Update: Due to popular request, we created a script for you to generate your own rating profile. For detailed instructions, refer to our ui page on github. We plan to rewrite our code in Javascript to expand functionality, but hopefully this is helpful in the meantime. Please let us know if you have any suggestions!
This project was written jointly with yj12.
Several heuristics exist for finding suitable practice problems on Codeforces. One common piece of advice is to sort all problems by the number of solvers and to work down the list. However, the number of solvers depends on a number of factors, including the recency of the contest, and the date and time the contest was held. Another heuristic is to try to solve problems at a certain level, for instance, all Div. 1 C problems. However, the difficulty of such problems can vary greatly from contest to contest.
We decided to create a better measure of problem difficulty, which we’ll call “problem rating”. Problem rating is an integral value, with higher problem ratings reflecting harder problems. In order for the rating to be meaningful, we made it mathematically compatible with user ratings. Technically, problem rating is the rating of a hypothetical contestant such that his/her expected rank equals the number of participants who solved the problem. In practice, if you meet a problem whose rating is equal to your rating, you are expected to solve it in half of your contests. To give you some intuition into this number, say there is a contest with 10 contestants rated 2000. If 5 of those contestants solved it (and 5 did not), the problem would be rated 2000. If 7 solved the problem, it would be rated 1852. If 9 solved the problem, it would be rated 1618. For convenience, we give problems solved by all users a rating of 0 and problems solved by no users a rating of 5000.
Of course, there are some shortcomings to this approach.

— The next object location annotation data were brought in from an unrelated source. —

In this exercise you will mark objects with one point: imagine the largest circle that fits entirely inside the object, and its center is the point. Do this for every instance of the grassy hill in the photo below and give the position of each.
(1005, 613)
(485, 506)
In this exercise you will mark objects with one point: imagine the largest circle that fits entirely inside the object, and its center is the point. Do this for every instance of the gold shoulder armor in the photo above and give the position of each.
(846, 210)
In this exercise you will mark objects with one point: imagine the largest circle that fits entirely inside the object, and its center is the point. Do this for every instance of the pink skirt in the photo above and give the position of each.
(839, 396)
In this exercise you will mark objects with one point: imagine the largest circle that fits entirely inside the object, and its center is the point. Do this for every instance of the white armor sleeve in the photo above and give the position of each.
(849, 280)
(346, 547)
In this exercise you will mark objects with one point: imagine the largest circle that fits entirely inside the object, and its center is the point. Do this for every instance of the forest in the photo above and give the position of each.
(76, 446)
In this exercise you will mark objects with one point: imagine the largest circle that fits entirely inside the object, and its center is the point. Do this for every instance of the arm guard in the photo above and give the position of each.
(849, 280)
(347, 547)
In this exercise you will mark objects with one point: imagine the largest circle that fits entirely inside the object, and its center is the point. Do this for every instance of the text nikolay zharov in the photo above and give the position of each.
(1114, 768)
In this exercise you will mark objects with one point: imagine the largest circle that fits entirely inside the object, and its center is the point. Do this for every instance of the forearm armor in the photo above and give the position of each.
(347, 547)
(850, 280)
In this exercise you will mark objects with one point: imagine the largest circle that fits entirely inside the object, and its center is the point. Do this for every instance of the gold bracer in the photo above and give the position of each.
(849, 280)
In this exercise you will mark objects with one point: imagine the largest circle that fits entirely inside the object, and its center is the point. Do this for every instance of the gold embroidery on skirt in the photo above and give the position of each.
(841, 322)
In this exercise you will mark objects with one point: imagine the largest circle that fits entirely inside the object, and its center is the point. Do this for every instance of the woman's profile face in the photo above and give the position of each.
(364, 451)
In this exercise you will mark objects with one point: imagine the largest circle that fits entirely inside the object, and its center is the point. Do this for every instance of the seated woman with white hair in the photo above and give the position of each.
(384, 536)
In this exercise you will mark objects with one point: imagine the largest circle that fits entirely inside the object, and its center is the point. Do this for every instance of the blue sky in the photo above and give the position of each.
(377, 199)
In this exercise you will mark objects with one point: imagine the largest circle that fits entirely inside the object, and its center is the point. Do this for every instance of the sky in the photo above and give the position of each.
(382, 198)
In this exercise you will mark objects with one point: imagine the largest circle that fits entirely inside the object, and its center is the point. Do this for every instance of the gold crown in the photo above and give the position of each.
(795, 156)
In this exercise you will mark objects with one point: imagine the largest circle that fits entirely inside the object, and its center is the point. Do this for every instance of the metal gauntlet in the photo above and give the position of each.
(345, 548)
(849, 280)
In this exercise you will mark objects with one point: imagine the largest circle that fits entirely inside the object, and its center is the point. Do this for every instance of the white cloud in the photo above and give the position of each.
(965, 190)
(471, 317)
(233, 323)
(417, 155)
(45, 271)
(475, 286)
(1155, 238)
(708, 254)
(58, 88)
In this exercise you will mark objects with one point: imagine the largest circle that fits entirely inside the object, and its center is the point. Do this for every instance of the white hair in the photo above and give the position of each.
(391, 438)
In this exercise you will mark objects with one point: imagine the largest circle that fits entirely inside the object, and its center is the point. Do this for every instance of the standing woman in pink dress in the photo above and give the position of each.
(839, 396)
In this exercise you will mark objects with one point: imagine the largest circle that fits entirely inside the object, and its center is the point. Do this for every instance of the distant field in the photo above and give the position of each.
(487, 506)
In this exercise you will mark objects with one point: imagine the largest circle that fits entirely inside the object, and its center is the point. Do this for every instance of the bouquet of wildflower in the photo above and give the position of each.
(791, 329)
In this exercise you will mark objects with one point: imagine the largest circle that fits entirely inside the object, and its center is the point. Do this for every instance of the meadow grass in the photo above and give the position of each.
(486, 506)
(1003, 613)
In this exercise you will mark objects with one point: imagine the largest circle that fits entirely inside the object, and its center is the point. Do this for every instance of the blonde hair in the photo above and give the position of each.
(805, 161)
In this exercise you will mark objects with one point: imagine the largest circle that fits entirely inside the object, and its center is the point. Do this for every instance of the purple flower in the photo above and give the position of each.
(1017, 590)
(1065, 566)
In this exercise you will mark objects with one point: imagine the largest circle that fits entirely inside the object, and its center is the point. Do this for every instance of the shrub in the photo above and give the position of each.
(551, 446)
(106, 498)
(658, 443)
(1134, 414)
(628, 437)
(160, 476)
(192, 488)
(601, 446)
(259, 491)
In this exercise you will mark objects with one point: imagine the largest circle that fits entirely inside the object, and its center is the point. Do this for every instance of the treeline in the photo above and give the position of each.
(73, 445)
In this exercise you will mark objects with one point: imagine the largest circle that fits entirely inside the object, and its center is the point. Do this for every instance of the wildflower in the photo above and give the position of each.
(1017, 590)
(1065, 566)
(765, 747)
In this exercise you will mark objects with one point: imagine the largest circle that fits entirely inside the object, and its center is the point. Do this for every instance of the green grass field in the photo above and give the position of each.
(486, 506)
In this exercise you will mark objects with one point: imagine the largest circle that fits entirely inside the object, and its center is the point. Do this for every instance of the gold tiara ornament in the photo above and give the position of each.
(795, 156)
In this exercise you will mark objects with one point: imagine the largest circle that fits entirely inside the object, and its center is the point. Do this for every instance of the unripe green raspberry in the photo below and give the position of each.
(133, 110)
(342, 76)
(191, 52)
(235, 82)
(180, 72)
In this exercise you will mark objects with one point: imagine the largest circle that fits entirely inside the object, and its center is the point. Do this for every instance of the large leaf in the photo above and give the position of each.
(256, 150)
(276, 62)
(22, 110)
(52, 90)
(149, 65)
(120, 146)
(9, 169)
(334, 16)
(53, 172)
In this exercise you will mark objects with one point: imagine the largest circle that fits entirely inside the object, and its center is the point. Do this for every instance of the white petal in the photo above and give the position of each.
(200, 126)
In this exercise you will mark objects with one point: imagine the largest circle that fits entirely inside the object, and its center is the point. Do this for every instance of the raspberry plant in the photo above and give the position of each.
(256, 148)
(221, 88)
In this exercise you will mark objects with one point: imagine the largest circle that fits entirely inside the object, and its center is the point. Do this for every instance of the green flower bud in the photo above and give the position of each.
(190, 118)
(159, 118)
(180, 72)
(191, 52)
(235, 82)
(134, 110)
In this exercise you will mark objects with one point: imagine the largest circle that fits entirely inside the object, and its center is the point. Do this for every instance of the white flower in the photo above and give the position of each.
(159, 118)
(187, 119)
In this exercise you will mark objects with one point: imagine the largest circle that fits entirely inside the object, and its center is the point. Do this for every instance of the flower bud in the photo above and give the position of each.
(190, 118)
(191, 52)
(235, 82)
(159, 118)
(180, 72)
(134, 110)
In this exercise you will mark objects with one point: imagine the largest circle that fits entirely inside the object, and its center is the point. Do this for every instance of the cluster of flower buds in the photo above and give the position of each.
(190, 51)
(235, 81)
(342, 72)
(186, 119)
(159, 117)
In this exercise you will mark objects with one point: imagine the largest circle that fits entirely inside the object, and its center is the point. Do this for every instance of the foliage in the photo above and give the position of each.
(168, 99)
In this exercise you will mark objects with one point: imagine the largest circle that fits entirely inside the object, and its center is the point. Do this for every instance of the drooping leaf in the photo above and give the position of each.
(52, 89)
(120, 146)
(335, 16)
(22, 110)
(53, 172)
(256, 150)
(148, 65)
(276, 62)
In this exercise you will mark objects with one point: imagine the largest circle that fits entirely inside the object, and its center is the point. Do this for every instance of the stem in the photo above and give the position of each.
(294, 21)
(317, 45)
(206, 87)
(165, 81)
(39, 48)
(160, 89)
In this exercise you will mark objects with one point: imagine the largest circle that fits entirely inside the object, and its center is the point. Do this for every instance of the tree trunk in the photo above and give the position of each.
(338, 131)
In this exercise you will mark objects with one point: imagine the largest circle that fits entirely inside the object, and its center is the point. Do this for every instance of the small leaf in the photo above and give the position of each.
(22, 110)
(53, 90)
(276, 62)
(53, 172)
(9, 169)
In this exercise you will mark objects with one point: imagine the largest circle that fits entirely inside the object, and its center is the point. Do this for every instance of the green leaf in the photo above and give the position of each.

For instance, not all problems are equally attempted by all contestants during a contest; most of us are much more likely to attempt earlier problems than later ones. Furthermore, since users who don’t solve any problems don’t count as participants, our ratings are deflated, especially when the first problem of a problem set is difficult. These are issues we hope to address as we refine our ratings in the future.
We’ve provided a list of problem ratings at our github page. Instead of ordering by the number of people who solved each problem, you could personalize your list by practicing problems in a target range.
Do we actually get more points for solving harder questions?
There is a clear linear relationship between the point value of problems and their rating, although there is a fair bit of spread for each point value. A Div. 2 500-point question could be as easy as gray or as hard as blue, and a Div. 1 500-point question ranges from gray all the way to yellow.
How stable are problem ratings and contestant ratings over time?
In this plot, each dot indicates one problem. The hardest problem in each contest is colored red, and the easiest problem in each contest is colored blue. Both the hardest and easiest problems in Div. 1 have been creeping upwards over time, while easy problem in Div. 2 have been more stable. The average rating of Div. 1 participants (solid black line) and Div. 2 participants (dashed black line) are rather stable over time, with a jump recently due to the recategorization of Div. 1 and Div. 2.
Which categories of problems are the hardest to solve?
While it is difficult to categorize problems accurately with only a few tags, there are still some interesting patterns in the distribution of problem ratings with respect to problem tags. Categories here are sorted by increasing median problem ratings. There is a significant amount of spread within each tag. Unsurprisingly, problems tagged with “FFT” appear to be the most difficult, but are also infrequently seen. “Flows”, “matrices”, “divide and conquer”, and “string suffix structures” are next, followed by problems without any tags. “Implementation” and "brute force" problems appear to be the easiest, but still quite a few did not get any solves in-contest.
Are problem ratings stable between divisions?
Since a few problems are shared between Div. 1 and Div. 2 contests, we decided to see how well Div. 1 scores correlated with Div. 2 scores for these problems. Here, each dot is a problem shared between two divisions, and they are colored by their Div. 1 ratings. We see a strong linear relationship between the two, and as expected, Div. 1 problem ratings tend to be lower than Div. 2 ratings. This is especially apparently in a few problems that are unsolved by Div. 2 participants but have been solved by Div. 1 participants. This pattern could be attributed to a number of different factors: very difficult questions are sometimes solved by no Div. 2 participants, and they also tend to see these problems later in the contest, leaving them less time to solve them.
What’s next?
Once we have a way of calculating the difficulty of problems, we can visualize a user’s rating trajectory superimposed on top of problems they’ve done either in contest or for practice. Here’s a profile of I_love_Tanya_Romanova, a long-time champion on the problemset leaderboard.
We hope that these visualizations can help us make predictions on how users can best improve their ratings. In particular, we're interested in finding out what the optimal problem difficulty to practice is, and to better understand the relationship between practice and contest performance.